Continuing with its clampdown against companies running illegitimate collective investment schemes (CIS), the Securities and Exchange Board of India (Sebi) on Monday passed an order against Royal Twinkle Star Club Private Ltd (RTSCL) and its directors, restraining them from collecting any more money from investors through existing or new schemes.
The order further directed the Mumbai-based firm to desist from diverting funds raised from the public.
After taking a note of the schemes run by RTSCL, Sebi started its investigation in June 2012, and after establishing that the company and its directors were running a CIS without having the regulatory approval to do so, the regulator passed an order on Monday. The order noted that the company had collected an aggregate of Rs 668 crore from a total of 3.68 lakh investors.

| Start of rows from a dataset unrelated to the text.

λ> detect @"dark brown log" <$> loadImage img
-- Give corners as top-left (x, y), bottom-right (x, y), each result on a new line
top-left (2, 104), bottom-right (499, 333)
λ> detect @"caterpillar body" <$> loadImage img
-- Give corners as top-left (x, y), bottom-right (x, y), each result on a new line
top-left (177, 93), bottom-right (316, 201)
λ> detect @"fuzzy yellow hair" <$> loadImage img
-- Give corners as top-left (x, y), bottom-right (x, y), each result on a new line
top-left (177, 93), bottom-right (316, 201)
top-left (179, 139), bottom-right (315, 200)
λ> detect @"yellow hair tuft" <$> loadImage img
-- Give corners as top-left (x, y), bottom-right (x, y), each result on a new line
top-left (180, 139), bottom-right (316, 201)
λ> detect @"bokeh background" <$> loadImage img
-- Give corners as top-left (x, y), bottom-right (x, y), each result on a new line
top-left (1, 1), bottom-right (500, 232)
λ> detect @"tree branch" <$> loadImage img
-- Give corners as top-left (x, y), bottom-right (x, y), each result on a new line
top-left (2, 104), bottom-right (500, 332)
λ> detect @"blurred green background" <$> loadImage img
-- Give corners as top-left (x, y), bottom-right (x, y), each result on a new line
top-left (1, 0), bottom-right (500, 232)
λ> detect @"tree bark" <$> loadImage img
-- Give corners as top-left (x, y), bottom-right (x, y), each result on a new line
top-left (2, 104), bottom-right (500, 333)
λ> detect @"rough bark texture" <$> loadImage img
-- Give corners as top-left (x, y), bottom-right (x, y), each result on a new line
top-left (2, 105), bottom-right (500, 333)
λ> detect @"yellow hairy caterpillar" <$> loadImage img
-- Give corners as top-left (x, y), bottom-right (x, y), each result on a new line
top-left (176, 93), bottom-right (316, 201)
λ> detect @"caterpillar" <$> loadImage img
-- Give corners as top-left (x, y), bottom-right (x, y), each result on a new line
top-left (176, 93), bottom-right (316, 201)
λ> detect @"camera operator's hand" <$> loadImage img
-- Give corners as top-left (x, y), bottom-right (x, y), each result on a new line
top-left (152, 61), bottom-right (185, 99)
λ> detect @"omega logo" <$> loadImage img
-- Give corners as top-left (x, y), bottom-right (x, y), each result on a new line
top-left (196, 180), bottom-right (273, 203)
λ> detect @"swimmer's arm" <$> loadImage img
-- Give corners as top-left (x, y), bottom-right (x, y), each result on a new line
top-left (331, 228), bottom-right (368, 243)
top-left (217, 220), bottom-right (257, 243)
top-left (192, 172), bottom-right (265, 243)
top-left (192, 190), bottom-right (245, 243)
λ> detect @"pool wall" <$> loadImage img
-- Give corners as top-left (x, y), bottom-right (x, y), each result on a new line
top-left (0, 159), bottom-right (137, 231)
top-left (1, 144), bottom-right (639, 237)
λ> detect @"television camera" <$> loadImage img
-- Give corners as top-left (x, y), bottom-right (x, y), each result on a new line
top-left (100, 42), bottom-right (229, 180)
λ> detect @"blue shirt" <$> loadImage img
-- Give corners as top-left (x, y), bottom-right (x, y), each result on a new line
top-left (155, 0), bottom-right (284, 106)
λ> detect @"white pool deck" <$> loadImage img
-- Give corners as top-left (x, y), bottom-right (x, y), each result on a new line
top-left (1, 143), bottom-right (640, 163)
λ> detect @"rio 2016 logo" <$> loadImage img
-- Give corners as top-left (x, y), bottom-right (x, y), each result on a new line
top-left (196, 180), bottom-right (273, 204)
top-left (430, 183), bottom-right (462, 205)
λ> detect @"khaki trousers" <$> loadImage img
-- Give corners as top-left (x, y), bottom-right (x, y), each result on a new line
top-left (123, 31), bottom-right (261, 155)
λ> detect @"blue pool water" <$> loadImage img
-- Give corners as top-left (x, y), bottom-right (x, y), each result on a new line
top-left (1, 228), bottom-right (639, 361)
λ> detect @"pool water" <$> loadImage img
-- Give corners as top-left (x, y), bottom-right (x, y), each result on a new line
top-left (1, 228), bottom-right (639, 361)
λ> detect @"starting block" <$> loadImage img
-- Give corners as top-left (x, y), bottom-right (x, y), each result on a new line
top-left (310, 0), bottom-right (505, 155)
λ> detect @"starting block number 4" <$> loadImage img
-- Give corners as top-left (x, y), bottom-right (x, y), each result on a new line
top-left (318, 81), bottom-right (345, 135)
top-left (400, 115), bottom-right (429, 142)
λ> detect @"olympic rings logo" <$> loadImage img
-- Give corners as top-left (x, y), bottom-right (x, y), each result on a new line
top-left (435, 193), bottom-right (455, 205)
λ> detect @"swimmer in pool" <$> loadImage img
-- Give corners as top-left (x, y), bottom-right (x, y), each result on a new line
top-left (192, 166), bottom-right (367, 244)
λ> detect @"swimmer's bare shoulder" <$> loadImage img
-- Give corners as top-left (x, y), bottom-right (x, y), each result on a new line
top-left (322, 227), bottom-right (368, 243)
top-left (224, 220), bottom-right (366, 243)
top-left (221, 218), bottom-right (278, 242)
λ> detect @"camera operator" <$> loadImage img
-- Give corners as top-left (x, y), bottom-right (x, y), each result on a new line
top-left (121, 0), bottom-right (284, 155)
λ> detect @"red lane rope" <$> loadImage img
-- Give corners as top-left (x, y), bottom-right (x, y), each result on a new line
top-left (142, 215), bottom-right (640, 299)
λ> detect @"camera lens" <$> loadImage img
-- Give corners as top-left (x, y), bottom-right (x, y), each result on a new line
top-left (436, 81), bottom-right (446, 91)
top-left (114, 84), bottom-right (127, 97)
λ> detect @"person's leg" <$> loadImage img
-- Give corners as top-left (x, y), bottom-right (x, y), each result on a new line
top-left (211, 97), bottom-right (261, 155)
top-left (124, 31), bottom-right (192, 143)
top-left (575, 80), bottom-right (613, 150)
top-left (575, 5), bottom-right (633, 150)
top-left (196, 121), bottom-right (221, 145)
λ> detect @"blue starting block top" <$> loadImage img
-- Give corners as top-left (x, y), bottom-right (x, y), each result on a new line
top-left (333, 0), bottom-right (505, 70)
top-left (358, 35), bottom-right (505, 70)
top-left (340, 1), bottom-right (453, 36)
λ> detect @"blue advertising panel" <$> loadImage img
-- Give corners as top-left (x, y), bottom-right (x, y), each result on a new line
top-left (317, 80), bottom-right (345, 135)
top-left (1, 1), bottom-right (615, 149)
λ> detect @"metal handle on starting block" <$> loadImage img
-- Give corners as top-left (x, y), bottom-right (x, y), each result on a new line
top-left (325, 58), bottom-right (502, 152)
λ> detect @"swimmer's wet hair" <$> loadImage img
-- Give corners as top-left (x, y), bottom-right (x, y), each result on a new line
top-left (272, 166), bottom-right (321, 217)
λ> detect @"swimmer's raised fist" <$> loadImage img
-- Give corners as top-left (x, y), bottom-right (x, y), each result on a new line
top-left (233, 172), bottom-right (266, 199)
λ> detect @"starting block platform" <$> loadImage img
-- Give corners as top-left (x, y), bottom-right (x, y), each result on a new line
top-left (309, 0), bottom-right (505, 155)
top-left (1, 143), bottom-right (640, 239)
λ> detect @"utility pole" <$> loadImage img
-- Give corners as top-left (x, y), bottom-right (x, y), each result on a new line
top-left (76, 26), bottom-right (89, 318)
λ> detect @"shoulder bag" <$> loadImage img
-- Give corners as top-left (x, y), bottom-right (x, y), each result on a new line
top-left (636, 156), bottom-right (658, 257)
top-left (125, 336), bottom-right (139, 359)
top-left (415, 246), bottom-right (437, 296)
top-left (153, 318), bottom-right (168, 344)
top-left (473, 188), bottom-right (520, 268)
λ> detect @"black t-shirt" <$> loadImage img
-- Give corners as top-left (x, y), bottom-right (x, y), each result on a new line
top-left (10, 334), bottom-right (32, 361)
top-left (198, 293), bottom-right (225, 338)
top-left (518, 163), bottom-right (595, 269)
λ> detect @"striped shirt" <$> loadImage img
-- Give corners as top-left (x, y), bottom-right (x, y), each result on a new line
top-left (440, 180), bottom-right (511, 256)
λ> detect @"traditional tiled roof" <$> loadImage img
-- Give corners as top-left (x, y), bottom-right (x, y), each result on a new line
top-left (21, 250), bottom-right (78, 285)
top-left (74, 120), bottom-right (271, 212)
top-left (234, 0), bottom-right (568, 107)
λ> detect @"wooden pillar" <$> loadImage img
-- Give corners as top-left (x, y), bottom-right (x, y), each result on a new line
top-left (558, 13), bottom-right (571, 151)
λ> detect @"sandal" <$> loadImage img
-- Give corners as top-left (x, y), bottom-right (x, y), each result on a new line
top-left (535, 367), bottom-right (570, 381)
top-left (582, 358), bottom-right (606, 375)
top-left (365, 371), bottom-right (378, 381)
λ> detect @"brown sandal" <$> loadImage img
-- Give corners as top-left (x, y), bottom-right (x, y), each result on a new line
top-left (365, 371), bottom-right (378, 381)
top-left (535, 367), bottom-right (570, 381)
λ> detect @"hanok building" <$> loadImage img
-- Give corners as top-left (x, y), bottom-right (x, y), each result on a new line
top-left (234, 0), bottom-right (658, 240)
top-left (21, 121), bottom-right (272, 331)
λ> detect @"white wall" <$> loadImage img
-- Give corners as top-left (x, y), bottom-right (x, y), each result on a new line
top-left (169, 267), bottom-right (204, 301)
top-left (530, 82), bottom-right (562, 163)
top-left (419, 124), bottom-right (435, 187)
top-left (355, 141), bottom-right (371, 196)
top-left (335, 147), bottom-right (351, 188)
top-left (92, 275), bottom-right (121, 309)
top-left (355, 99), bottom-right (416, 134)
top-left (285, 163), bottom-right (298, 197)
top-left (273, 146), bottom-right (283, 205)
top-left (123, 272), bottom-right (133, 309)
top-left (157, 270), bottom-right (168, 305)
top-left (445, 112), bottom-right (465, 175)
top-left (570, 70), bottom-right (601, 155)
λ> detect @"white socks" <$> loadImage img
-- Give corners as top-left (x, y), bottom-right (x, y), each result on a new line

Running a time-share scheme — ‘Comfort Holiday Plan (CHP)’, the company offered an accommodation scheme along with providing an option to the subscribers to rent out or sell their holiday points earned in the scheme. The subscribers were also offered assured returns at the end of the scheme where through four different options it was offering a compounded annual return ranging between 11 and 13 per cent for an investment period of 4,5,6.5 and 9 years.
Sebi further established that the scheme was meant to generate profits for investors and the money was pooled for the purpose of providing holiday facility or compensation and, therefore, it fulfilled all the criteria of a collective investment scheme. The directors of the firm, against whom the order has been served are — Omprakash Basantlal Goenka, Prakash Ganpat Utekar, Venkatraman Natrajan and Narayan Shivram Kotnis.
“The mobilisation of funds by RTSCL under its various plans including the CHP, with a promise of assured returns, when considered in light of the other features of the CHP as well as other holidays plans offered by RTSCL ... prima facie falls within the ambit of ‘collective investment scheme’ as defined under Section 11AA of the SEBI Act,” said the order passed by S Raman, whole-time member at Sebi.